Pacific Symphony Audiences Choose Their “American Idol”
The winner of the Pacific Symphony‘s American Composers Competition was announced on March 14th, after two concerts featuring short orchestral works by three emerging composers at the Orange County Performing Arts Center in Costa Mesa. Audiences for both of the concerts were given ballots to vote for their favorite piece and people at home listening to the radio broadcast of the second concert on KMZT-FM could call in with their choices. The top honor, a $5000 prize and a commission to write a work for the orchestra’s 2003-04 season, went to Mischa Zupko for his piece Canter into Black. The other two finalists John Kaefer (Mosaic) and Ryan Francis (The Straits of Anian) were awarded $1500 each. The three finalists were chosen from a pool of 198 composers from around the country.
But more than the cash prizes, all three composer participants were given something even more valuable: the opportunity to work intensively with a professional symphony orchestra very early in their careers. Pacific Symphony Artistic Director and Conductor Carl St. Clair conceived of the competition as a way to give young composers a chance to gain important experience working with professional musicians, but also as a way to get the audience personally involved with new music and living composers. Forsyte, president of the orchestra, applauded St. Clair’s advocacy of new music and young composers, noting that the competition was a success with concertgoers. “The standing ovations, cheering audiences and joyous smiles from the composers were all very gratifying.”
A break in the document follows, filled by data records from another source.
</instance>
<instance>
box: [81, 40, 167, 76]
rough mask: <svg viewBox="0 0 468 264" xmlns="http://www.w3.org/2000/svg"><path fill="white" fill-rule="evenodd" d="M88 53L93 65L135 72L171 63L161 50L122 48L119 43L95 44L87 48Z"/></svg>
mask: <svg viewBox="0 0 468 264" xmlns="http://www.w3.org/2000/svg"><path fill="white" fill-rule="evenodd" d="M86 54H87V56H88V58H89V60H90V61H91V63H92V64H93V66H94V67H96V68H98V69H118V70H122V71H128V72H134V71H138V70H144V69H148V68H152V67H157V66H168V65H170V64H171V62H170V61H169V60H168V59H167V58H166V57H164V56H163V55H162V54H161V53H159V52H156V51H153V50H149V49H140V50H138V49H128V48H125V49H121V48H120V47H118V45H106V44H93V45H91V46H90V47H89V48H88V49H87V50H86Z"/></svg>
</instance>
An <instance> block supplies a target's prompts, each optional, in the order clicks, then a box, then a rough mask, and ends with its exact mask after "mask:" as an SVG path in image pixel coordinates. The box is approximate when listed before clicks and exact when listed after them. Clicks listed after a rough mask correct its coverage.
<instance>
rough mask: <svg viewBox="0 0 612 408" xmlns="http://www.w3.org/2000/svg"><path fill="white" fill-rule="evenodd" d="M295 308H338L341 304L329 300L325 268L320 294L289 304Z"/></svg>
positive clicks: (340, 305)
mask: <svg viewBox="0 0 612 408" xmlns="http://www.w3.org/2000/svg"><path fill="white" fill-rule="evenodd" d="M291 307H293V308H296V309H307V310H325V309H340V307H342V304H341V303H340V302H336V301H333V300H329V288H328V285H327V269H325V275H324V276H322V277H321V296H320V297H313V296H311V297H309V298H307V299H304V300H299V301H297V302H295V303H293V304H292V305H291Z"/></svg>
Zupko agreed that the experience as a whole was incredibly rewarding. “All three concerts were very well attended and many members of the audience came forward to share their thoughts and reactions with us, which was greatly appreciated.” He was also impressed with his company. “The other two pieces on the program were fantastic works and I was thrilled to be a part of the concert with them… John, Ryan and I formed a close bond with each other.”
In fact, interacting with the audience seemed to be an equally important experience for the composers as having the chance to work with the orchestras during rehearsals as well as the opportunity to hear their pieces performed three times (the orchestra played all three works again after the winner was announced). The concerts featured pre-concert and post-concert talks as well as short talks with each of the composers before the pieces were played. “The three of us had the great opportunity to interact with the audience on several occasions, which I think helped to create a real excitement around the event,” Zupko said.
As for the piece that Zupko will be composing for the orchestra next season, his ideas have not yet solidified. According to the composer, the piece will be approximately ten minutes long and will share a program with Mozart‘s Requiem and Stravinsky‘s Symphony of Psalms, (“two of my absolute favorite pieces”). He wants his piece to somehow relate to these two works on an aesthetic level, a task that is by no means easy. “I’m not sure yet exactly how I will approach this, but I know I will have to dig very deep in the coming months.”